Хотя открытие в 70-80-е годы золотых залежей и месторождений алмазов само по себе не имело бы значительных последствий, если бы случайно не сыграло роль катализатора империалистических сил, примечательно то, что претензии империалистов на обнаружение способа окончательного решения проблемы избыточности и ненужности своим изначальным мотивом имела погоню за самым излишним видом сырья на земле. Золоту едва ли принадлежит заметное место в производстве, и важность его не сравнима с важностью железа, угля, нефти и каучука; вместо этого оно является самым древним символом богатства вообще. В своей бесполезности для промышленного производства оно ироническим образом напоминает излишние деньги, которыми финансировалась его добыча, и излишних людей, которые ее осуществляли. К претензии империалистов на открытие постоянного способа спасения загнивающего общества и устаревшей политической системы оно добавляло свою претензию на якобы вечную стабильность и независимость от любых функциональных детерминантов. Обращает на себя внимание то, что общество, почти уже расставшееся со всеми традиционными абсолютными ценностями, начало поиски абсолютной ценности в мире экономики, где на самом-то деле такая вещь не существует и не может существовать, поскольку все здесь функционально по определению. Это заблуждение относительно абсолютной ценности с древних времен делало производство золота промыслом авантюристов, игроков, преступников, различных элементов вне пределов нормального здорового общества. В Южной Африке новым поворотом темы было то, что здесь ловцы удачи были людьми, не только стоящими вне цивилизованного общества, но являли собой его совершенно очевидный побочный продукт, неизбежный выброс капиталистической системы и даже были представителями экономики, неустанно производящей излишек людей и излишек капитала.

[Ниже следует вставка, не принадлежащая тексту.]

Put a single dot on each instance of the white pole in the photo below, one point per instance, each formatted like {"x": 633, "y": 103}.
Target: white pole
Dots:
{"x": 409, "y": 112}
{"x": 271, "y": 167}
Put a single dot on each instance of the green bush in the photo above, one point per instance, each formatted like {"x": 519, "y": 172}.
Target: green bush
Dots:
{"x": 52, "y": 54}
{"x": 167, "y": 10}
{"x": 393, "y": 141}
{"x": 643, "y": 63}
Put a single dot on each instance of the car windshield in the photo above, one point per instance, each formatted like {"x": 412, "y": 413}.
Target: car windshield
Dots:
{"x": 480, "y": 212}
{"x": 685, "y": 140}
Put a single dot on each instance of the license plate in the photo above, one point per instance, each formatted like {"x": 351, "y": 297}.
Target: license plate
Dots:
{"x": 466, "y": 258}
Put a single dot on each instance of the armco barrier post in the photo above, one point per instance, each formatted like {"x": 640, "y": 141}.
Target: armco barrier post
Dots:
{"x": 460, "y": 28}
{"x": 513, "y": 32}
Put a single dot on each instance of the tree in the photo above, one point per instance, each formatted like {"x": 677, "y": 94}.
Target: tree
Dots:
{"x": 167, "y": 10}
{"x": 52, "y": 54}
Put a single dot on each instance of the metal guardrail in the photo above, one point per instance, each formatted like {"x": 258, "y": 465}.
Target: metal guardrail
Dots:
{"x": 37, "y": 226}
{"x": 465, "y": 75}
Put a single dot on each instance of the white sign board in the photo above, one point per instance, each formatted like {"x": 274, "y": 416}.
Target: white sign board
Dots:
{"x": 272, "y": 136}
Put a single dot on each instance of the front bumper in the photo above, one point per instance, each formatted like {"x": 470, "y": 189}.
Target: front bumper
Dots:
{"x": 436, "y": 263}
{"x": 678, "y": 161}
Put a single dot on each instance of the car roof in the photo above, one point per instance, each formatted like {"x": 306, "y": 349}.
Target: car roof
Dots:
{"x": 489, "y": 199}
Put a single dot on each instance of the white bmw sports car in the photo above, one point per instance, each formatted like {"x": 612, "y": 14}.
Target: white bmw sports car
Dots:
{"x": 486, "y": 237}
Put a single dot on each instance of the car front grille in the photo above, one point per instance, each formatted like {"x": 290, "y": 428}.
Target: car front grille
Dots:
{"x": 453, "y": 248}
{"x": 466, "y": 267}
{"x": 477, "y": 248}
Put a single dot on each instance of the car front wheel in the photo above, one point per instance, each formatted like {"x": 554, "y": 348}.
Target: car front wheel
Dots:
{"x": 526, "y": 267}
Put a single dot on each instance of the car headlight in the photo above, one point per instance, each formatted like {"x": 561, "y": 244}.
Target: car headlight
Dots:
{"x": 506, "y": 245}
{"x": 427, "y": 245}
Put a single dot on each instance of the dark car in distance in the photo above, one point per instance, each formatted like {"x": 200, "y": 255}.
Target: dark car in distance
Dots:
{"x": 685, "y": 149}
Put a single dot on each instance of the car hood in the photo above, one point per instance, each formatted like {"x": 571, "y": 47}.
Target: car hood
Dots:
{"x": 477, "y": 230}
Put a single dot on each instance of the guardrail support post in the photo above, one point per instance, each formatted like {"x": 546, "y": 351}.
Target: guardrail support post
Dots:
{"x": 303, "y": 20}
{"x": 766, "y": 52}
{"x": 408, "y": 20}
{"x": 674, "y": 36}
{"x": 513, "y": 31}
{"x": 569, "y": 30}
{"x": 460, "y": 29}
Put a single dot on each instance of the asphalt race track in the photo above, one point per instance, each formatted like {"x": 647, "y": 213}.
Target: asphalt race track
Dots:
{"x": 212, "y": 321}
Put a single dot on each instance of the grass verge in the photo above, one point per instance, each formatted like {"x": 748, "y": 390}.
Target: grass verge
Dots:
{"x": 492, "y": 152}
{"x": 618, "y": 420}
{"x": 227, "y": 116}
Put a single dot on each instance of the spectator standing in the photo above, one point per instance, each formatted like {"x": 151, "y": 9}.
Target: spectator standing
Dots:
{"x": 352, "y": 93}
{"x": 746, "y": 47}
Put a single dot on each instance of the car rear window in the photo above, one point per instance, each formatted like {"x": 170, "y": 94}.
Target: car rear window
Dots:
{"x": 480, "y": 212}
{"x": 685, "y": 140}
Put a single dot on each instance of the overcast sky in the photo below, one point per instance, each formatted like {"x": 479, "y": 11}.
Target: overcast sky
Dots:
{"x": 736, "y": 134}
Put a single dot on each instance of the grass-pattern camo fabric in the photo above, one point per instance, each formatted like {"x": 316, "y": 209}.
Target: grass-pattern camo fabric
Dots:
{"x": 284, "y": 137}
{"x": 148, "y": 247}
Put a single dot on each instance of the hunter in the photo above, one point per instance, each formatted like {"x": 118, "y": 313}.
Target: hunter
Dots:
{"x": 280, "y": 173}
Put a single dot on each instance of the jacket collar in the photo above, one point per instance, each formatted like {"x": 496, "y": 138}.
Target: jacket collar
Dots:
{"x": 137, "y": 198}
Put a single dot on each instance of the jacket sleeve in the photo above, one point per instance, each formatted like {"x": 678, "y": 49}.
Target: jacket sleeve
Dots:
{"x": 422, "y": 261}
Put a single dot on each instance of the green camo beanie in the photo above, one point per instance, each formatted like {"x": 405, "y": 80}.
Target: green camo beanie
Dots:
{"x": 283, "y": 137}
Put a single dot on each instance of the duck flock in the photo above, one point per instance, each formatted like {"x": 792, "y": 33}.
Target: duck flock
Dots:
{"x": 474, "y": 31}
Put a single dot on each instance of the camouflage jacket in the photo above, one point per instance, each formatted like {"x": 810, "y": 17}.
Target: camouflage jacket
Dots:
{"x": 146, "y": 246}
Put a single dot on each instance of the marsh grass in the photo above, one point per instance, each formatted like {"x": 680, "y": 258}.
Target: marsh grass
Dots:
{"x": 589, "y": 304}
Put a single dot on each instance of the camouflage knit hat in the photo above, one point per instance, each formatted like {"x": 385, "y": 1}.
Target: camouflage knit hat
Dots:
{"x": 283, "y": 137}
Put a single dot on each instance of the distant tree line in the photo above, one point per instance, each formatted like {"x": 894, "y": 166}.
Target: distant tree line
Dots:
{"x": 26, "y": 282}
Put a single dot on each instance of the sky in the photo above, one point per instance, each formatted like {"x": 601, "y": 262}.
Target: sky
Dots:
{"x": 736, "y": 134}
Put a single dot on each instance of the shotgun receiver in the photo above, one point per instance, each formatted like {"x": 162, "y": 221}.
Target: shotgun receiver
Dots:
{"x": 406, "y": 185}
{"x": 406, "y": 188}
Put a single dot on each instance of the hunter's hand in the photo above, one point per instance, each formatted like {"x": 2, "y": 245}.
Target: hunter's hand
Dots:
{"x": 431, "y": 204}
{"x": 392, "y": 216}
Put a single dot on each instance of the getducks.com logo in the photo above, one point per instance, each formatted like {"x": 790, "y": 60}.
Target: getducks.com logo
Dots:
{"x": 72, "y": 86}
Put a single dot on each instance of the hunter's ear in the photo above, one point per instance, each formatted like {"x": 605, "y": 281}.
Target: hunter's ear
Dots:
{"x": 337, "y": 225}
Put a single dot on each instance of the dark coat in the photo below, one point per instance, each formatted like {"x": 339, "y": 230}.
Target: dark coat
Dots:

У излишних людей, «богемы четырех континентов»,[403] которые устремились к мысу Доброй Надежды, было еще много общего со старыми авантюристами. Они, как и встарь, могли спеть:
Разница была не в их моральности или аморальности, а скорее в том, что решение присоединиться к этой компании «всех наций и всех цветов»[404] теперь уже не принадлежало им точно; что они не сами порывали с обществом, а изгонялись из него; что они не были предприимчивыми сверх тех пределов, что допускались рамками цивилизованности, а являлись жертвами, лишенными полезного назначения или функции. Их единственный выбор был негативного свойства — отказ от участия в рабочих движениях, в которых лучшие из излишних людей или тех, кому грозила такая участь, обретали своего рода контробщество, дающее людям возможность найти путь обратно в человеческий мир товарищества и целенаправленной деятельности. В них не было ничего, что было бы плодом их собственных усилий, они были похожи на живые символы случившегося с ними, живыми абстракциями и свидетельствами абсурдности человеческих институтов. Они не были, подобно прежним авантюристам, личностями, а являлись тенями событий, к которым сами не имели никакого отношения.
Как у г-на Куртца в «Сердце тьмы» Конрада, «в глубине их была пустота», они были «циничными, хищными и жестокими, но отнюдь не мужественными или смелыми». Они ни во что не верили, но «могли себя убедить в чем угодно… в чем угодно». Изгнанные из мира общепринятых ценностей, они были предоставлены самим себе, но редко находили в себе самих опору, разве что изредка проблеск таланта, что делало их, подобно Куртцу, очень опасными, если им доводилось все-таки вернуться на родину. Поскольку, может быть, единственным талантом, который по-настоящему проклевывался в их пустых душах, был дар словесного гипноза, создающий «лидеров какой-нибудь крайней партии». Наиболее одаренные были ходячими воплощениями социальной обиженности, подобно немцу Карлу Петерсу (возможно, послужившему прототипом Куртца), открыто признававшему, что ему «опостылело числиться среди парий и он желает принадлежать к расе господ».[405] Но одаренные или нет, все они «были готовы поучаствовать в любой игре — от расшибалочки до предумышленного убийства», и их человеческие собратья значили для них «так или иначе не больше, чем вон та муха». Так что они привносили с собой или быстро усваивали правила поведения, характерные для нарождающегося вида убийц, среди которых единственным непростительным грехом считается потеря самообладания.